In the early 2000s, while working for the legal department of the Israeli Occupation Forces, Blum helped pioneer official legal guidance for targeted attacks against Palestinians. Specifically, her work focused on policies surrounding the new technology of militarized drones. These policies permitted the use of drones to assassinate Palestinians whom the IOF deemed a threat, without any legal proceeding or due process. Israel killed nearly 500 Palestinians and injured hundreds more in the first five years of the program alone.

Blum’s efforts helped pave the way for Israel’s widespread use of targeted drone strikes today. This adoption has been as cruel as it has been deadly: in 2009, Human Rights Watch published a report called “Precisely Wrong,” arguing that Israel’s use of supposedly precise drone strikes resulted in gruesome civilian deaths in Gaza. The report analyzed six drone strikes between December 2008 and January 2009 that killed 29 Palestinian civilians, including eight children. HRW concluded that Israel’s refusal to take precautions to avoid civilian death violated international humanitarian law. The report resulted in no consequences — an outcome made easier by Blum’s efforts nearly a decade prior to normalize drone violence.

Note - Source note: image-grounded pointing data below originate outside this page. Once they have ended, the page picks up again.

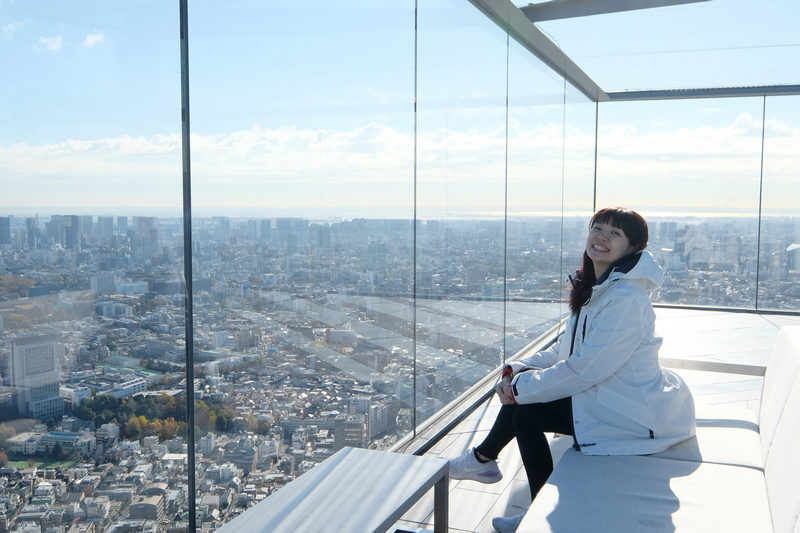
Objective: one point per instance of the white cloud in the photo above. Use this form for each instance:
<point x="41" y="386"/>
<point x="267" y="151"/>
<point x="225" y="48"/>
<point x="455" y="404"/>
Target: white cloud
<point x="51" y="44"/>
<point x="10" y="29"/>
<point x="93" y="39"/>
<point x="373" y="166"/>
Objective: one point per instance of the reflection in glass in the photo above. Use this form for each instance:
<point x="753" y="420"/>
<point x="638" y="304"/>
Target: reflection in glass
<point x="693" y="171"/>
<point x="92" y="339"/>
<point x="779" y="264"/>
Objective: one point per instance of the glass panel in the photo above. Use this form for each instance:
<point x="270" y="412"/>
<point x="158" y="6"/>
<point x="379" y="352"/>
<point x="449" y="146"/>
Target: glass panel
<point x="535" y="199"/>
<point x="460" y="200"/>
<point x="91" y="291"/>
<point x="692" y="169"/>
<point x="302" y="153"/>
<point x="779" y="269"/>
<point x="579" y="153"/>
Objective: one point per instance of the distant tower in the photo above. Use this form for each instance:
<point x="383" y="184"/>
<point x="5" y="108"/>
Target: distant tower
<point x="32" y="233"/>
<point x="35" y="369"/>
<point x="5" y="230"/>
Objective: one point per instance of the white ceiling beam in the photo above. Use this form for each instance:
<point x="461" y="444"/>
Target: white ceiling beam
<point x="564" y="9"/>
<point x="509" y="17"/>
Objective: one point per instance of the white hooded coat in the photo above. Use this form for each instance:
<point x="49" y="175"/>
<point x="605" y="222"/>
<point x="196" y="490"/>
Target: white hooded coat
<point x="623" y="402"/>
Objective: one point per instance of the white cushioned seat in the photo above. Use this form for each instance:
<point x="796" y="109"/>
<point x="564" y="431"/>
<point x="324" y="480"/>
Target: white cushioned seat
<point x="725" y="435"/>
<point x="735" y="475"/>
<point x="631" y="494"/>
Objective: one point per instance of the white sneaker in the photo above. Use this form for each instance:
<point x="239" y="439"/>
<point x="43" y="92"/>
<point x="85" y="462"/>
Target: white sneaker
<point x="467" y="466"/>
<point x="508" y="524"/>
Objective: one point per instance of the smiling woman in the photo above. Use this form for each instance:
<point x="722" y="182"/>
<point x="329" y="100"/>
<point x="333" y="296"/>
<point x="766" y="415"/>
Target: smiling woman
<point x="601" y="381"/>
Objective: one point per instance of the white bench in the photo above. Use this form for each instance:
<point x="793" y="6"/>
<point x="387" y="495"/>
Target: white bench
<point x="353" y="491"/>
<point x="740" y="473"/>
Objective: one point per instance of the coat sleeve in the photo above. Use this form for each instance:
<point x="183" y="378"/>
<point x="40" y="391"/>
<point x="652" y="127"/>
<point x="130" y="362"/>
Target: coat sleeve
<point x="615" y="333"/>
<point x="543" y="358"/>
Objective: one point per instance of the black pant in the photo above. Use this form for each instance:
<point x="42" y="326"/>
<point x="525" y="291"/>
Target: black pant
<point x="528" y="423"/>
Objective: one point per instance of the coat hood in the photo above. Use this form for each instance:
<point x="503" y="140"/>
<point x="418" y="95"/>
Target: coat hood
<point x="640" y="266"/>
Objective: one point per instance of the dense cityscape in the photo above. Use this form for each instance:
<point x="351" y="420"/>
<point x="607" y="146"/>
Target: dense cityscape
<point x="308" y="336"/>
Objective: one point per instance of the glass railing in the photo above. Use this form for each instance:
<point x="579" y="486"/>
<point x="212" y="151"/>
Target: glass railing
<point x="386" y="200"/>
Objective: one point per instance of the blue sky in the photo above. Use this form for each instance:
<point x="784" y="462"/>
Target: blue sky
<point x="310" y="109"/>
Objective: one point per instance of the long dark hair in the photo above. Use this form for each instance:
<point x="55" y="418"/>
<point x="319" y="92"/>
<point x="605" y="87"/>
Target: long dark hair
<point x="635" y="228"/>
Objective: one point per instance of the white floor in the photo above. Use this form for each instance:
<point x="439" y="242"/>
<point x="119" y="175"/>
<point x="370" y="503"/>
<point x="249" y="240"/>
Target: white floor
<point x="713" y="336"/>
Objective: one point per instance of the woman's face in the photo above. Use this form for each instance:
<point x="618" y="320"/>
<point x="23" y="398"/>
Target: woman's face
<point x="606" y="244"/>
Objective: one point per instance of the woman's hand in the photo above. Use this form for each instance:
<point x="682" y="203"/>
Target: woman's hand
<point x="503" y="390"/>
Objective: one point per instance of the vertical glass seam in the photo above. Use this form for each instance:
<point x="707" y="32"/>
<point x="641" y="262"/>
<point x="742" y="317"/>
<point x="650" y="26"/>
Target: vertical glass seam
<point x="505" y="205"/>
<point x="187" y="262"/>
<point x="414" y="230"/>
<point x="760" y="196"/>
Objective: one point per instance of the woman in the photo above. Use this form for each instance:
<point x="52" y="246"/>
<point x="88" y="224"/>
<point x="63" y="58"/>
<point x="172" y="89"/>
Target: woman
<point x="601" y="381"/>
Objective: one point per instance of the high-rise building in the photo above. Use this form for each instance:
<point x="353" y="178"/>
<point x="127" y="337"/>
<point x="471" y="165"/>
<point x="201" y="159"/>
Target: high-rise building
<point x="35" y="369"/>
<point x="5" y="230"/>
<point x="32" y="233"/>
<point x="72" y="231"/>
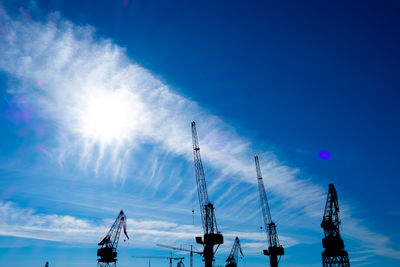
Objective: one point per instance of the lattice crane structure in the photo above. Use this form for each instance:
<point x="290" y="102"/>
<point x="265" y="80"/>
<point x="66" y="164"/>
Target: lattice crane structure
<point x="109" y="244"/>
<point x="184" y="249"/>
<point x="211" y="236"/>
<point x="334" y="254"/>
<point x="275" y="250"/>
<point x="232" y="260"/>
<point x="171" y="258"/>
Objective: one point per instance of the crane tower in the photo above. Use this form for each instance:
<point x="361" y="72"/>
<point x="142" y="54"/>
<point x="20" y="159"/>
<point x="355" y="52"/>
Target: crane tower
<point x="232" y="259"/>
<point x="274" y="250"/>
<point x="212" y="236"/>
<point x="334" y="254"/>
<point x="109" y="244"/>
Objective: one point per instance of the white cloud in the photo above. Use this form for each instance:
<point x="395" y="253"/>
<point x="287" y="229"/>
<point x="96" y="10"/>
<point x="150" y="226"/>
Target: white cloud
<point x="61" y="66"/>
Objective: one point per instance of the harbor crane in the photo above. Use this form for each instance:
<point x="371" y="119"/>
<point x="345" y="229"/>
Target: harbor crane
<point x="211" y="236"/>
<point x="275" y="250"/>
<point x="109" y="244"/>
<point x="184" y="249"/>
<point x="179" y="259"/>
<point x="334" y="253"/>
<point x="232" y="260"/>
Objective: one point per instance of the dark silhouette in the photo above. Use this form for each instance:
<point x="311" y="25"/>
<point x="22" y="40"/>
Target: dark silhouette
<point x="109" y="244"/>
<point x="183" y="249"/>
<point x="275" y="250"/>
<point x="232" y="259"/>
<point x="180" y="263"/>
<point x="334" y="253"/>
<point x="212" y="236"/>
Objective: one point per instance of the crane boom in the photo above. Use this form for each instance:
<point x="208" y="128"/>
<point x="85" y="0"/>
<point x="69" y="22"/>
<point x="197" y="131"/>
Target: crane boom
<point x="161" y="257"/>
<point x="211" y="234"/>
<point x="275" y="249"/>
<point x="109" y="244"/>
<point x="334" y="253"/>
<point x="207" y="215"/>
<point x="183" y="249"/>
<point x="232" y="259"/>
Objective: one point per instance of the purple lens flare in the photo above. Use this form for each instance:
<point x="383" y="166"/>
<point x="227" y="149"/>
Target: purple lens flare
<point x="324" y="154"/>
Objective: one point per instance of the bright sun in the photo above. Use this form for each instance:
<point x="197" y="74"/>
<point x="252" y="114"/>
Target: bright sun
<point x="107" y="116"/>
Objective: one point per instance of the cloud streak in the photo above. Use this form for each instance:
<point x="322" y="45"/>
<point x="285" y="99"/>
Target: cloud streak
<point x="61" y="66"/>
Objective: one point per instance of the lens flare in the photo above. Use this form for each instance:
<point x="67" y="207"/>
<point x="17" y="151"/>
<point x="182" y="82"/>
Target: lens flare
<point x="324" y="155"/>
<point x="108" y="116"/>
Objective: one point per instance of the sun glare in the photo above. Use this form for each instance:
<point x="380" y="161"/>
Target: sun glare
<point x="107" y="116"/>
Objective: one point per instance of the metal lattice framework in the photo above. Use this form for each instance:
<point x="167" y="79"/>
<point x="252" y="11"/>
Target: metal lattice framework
<point x="275" y="250"/>
<point x="334" y="254"/>
<point x="232" y="259"/>
<point x="109" y="244"/>
<point x="212" y="236"/>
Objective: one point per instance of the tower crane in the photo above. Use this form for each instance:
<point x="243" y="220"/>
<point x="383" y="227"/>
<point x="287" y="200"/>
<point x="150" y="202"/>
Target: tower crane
<point x="274" y="250"/>
<point x="232" y="259"/>
<point x="334" y="253"/>
<point x="212" y="236"/>
<point x="180" y="263"/>
<point x="109" y="244"/>
<point x="184" y="249"/>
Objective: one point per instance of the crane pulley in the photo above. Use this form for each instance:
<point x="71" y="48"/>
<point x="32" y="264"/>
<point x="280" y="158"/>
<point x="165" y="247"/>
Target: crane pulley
<point x="232" y="260"/>
<point x="275" y="249"/>
<point x="109" y="244"/>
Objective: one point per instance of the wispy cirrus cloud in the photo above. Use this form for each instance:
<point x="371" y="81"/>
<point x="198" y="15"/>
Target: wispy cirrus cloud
<point x="63" y="68"/>
<point x="27" y="223"/>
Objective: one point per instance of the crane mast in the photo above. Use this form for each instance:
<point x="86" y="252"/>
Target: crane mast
<point x="275" y="249"/>
<point x="334" y="253"/>
<point x="232" y="259"/>
<point x="109" y="244"/>
<point x="212" y="236"/>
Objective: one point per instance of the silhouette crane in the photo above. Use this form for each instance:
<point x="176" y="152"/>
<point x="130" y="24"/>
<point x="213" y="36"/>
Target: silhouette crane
<point x="232" y="259"/>
<point x="211" y="236"/>
<point x="109" y="244"/>
<point x="275" y="250"/>
<point x="334" y="253"/>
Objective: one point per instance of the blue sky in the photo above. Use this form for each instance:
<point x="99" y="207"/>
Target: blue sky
<point x="96" y="105"/>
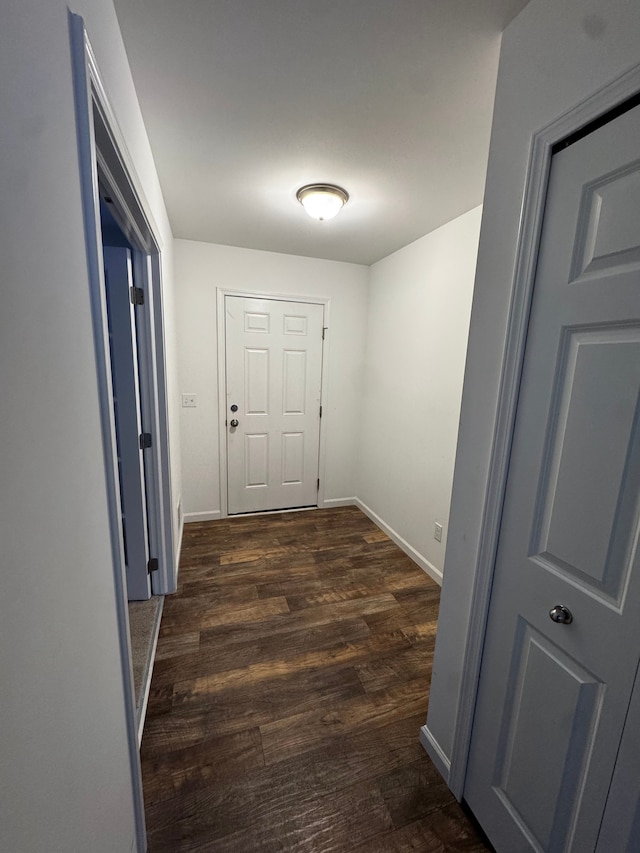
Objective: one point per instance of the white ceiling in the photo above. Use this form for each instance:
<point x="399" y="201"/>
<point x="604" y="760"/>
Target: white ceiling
<point x="247" y="100"/>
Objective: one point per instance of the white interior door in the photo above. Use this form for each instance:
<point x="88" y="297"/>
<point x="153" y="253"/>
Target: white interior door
<point x="553" y="695"/>
<point x="126" y="400"/>
<point x="273" y="379"/>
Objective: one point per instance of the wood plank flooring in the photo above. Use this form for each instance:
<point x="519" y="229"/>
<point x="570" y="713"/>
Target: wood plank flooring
<point x="290" y="684"/>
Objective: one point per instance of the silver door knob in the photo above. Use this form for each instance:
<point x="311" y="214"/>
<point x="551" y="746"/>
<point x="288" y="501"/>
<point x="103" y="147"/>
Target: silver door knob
<point x="561" y="614"/>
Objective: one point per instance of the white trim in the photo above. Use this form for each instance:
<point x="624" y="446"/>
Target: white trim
<point x="333" y="502"/>
<point x="409" y="550"/>
<point x="208" y="515"/>
<point x="149" y="673"/>
<point x="325" y="301"/>
<point x="607" y="98"/>
<point x="178" y="550"/>
<point x="85" y="81"/>
<point x="435" y="752"/>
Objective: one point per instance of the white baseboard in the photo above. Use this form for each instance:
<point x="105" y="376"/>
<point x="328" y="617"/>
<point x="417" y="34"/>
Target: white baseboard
<point x="210" y="515"/>
<point x="148" y="674"/>
<point x="435" y="752"/>
<point x="179" y="543"/>
<point x="409" y="550"/>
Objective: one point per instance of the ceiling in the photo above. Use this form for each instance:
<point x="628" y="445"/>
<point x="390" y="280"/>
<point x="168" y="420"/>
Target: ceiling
<point x="247" y="100"/>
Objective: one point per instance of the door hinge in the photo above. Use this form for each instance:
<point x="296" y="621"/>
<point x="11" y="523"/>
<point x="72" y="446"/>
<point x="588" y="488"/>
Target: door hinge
<point x="137" y="295"/>
<point x="145" y="440"/>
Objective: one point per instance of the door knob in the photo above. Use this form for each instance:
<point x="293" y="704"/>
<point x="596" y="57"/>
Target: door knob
<point x="561" y="614"/>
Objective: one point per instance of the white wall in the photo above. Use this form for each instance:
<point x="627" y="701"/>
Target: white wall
<point x="418" y="322"/>
<point x="553" y="56"/>
<point x="65" y="783"/>
<point x="200" y="269"/>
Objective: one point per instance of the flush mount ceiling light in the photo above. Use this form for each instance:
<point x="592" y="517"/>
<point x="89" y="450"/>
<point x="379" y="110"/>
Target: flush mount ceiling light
<point x="322" y="201"/>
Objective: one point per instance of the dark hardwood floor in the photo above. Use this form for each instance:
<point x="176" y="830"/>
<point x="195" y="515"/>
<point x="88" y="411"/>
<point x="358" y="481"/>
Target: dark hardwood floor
<point x="290" y="684"/>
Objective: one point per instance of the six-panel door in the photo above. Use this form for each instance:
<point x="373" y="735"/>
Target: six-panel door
<point x="273" y="376"/>
<point x="553" y="697"/>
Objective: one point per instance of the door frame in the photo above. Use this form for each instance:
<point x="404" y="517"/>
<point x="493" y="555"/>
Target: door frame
<point x="106" y="165"/>
<point x="221" y="293"/>
<point x="622" y="89"/>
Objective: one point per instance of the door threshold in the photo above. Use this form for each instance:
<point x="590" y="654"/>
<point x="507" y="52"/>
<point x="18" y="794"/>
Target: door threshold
<point x="272" y="511"/>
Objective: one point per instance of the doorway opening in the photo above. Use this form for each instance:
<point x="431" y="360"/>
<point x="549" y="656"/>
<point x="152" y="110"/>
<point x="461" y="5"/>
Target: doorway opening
<point x="134" y="272"/>
<point x="271" y="366"/>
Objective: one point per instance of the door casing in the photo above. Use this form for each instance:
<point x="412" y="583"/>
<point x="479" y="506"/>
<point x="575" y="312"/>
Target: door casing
<point x="105" y="166"/>
<point x="602" y="102"/>
<point x="222" y="400"/>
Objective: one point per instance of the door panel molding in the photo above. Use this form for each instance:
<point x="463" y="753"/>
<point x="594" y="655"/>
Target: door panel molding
<point x="258" y="324"/>
<point x="529" y="231"/>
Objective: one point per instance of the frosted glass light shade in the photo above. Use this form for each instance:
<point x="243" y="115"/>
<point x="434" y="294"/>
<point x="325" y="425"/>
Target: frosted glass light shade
<point x="322" y="201"/>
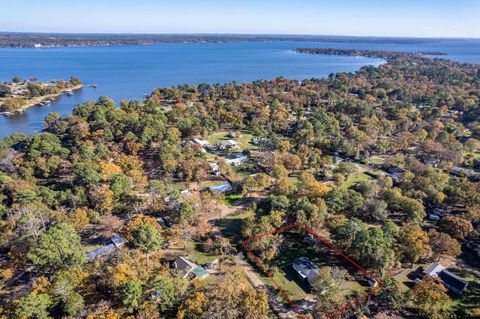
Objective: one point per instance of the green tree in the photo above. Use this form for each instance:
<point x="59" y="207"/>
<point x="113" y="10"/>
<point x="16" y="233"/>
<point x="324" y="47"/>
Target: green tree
<point x="166" y="290"/>
<point x="59" y="247"/>
<point x="132" y="295"/>
<point x="33" y="306"/>
<point x="430" y="298"/>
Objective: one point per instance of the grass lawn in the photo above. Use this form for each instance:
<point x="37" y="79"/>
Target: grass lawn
<point x="470" y="299"/>
<point x="354" y="179"/>
<point x="194" y="252"/>
<point x="231" y="225"/>
<point x="244" y="140"/>
<point x="287" y="278"/>
<point x="206" y="184"/>
<point x="232" y="199"/>
<point x="90" y="247"/>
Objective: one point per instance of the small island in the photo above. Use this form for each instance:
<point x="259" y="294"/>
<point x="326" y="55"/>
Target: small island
<point x="18" y="95"/>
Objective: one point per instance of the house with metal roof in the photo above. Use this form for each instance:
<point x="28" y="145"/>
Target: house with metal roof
<point x="186" y="267"/>
<point x="224" y="188"/>
<point x="306" y="270"/>
<point x="237" y="160"/>
<point x="450" y="281"/>
<point x="116" y="242"/>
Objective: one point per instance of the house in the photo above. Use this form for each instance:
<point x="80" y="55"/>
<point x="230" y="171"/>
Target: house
<point x="237" y="160"/>
<point x="116" y="242"/>
<point x="215" y="168"/>
<point x="433" y="269"/>
<point x="450" y="281"/>
<point x="396" y="174"/>
<point x="460" y="171"/>
<point x="224" y="188"/>
<point x="474" y="246"/>
<point x="431" y="161"/>
<point x="233" y="143"/>
<point x="453" y="282"/>
<point x="186" y="267"/>
<point x="372" y="282"/>
<point x="306" y="270"/>
<point x="200" y="142"/>
<point x="164" y="222"/>
<point x="186" y="193"/>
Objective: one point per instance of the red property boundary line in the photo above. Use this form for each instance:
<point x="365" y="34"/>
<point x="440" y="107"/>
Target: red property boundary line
<point x="323" y="240"/>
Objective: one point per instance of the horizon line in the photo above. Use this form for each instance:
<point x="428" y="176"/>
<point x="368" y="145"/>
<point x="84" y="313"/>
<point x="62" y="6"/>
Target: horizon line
<point x="242" y="34"/>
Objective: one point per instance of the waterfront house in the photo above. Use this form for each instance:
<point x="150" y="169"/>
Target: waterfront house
<point x="116" y="242"/>
<point x="449" y="280"/>
<point x="306" y="270"/>
<point x="237" y="160"/>
<point x="186" y="267"/>
<point x="223" y="188"/>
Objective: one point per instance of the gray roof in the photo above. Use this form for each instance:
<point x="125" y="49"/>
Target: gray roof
<point x="100" y="251"/>
<point x="452" y="281"/>
<point x="224" y="187"/>
<point x="433" y="269"/>
<point x="306" y="269"/>
<point x="118" y="241"/>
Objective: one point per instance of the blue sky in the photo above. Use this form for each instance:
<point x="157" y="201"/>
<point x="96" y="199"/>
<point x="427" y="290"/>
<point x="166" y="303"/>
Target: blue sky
<point x="420" y="18"/>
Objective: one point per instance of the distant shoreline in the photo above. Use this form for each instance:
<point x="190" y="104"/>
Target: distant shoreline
<point x="52" y="40"/>
<point x="38" y="100"/>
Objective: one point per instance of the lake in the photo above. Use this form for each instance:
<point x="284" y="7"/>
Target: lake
<point x="129" y="72"/>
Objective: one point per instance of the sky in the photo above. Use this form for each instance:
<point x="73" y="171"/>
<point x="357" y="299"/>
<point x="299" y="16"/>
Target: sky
<point x="411" y="18"/>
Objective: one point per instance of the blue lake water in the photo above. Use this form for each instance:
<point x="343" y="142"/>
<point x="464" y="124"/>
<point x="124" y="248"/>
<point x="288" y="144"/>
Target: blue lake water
<point x="129" y="72"/>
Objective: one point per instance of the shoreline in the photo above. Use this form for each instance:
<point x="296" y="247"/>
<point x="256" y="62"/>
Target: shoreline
<point x="38" y="100"/>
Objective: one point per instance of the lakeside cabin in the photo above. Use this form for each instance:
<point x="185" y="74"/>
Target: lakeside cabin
<point x="116" y="242"/>
<point x="186" y="267"/>
<point x="223" y="188"/>
<point x="306" y="270"/>
<point x="450" y="281"/>
<point x="237" y="160"/>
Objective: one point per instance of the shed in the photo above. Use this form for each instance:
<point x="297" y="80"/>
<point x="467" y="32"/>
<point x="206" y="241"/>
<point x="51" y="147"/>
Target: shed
<point x="224" y="188"/>
<point x="306" y="269"/>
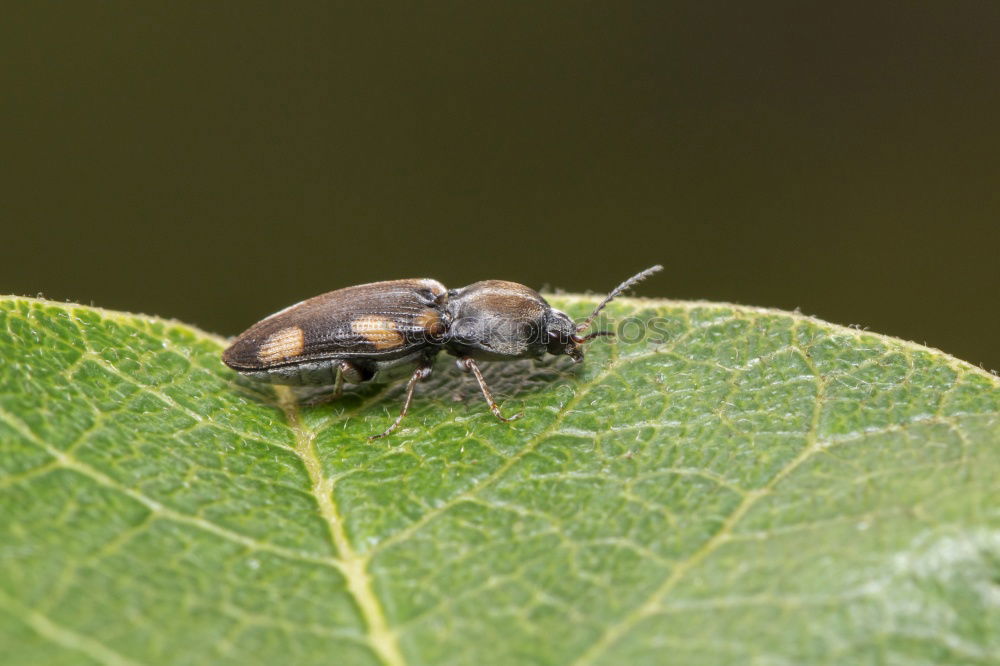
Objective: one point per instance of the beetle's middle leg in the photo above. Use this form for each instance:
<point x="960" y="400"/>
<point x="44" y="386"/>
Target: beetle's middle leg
<point x="344" y="370"/>
<point x="469" y="365"/>
<point x="422" y="372"/>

The U.S. cashed in on this normalization, too. In July 2001, U.S. officials called Israel’s targeted assassinations “extrajudicial” and recommended that they stop. But after September 11, the U.S. warmed to Blum’s work and adopted the same legal justification as part of its own colonial projects, namely the “War on Terror.” Since then, the U.S. has executed thousands of people in Pakistan, Yemen, and Somalia — including hundreds of known civilians — in Israeli-esque drone strikes. In 2009, the same year as HRW’s report, Blum’s colleague in the IOF’s legal department bragged, “If you do something for long enough, the world will accept it ... The atmosphere was that Israel had committed a crime [by committing drone strikes]. Today everyone says it was preventive self-defense. International law progresses through violations.”

Gabriella Blum has no remorse for her part in enabling these violations. In 2018, she told a reporter from The Intercept that she was “sure” she was responsible for the legal guidance she developed being used to expand the use of drone strikes: “That part doesn’t weigh on me morally.”

Today, Blum works as the Rita E. Hauser Professor of Human Rights and Humanitarian Law at Harvard Law School, where she specializes in “public international law, international negotiations, the law of armed conflict, and counterterrorism” — a ripe role for someone who spent their career helping to violate international law. In December 2023, dozens of Harvard Law students staged a walkout of a talk Blum was giving on “Israeli law and security” to protest her complicity in mass death. But Blum carries on, teaching, supervising, and authoring legal scholarship under Harvard’s name. In this way, Harvard, too, has cashed in on Blum’s violent legacy.

This graduation, a war criminal will sit next to you and celebrate graduation at the richest university in the world. Meanwhile, Israel continues to block aid to Gaza and bomb civilian centers using the very drone strike program Blum helped construct.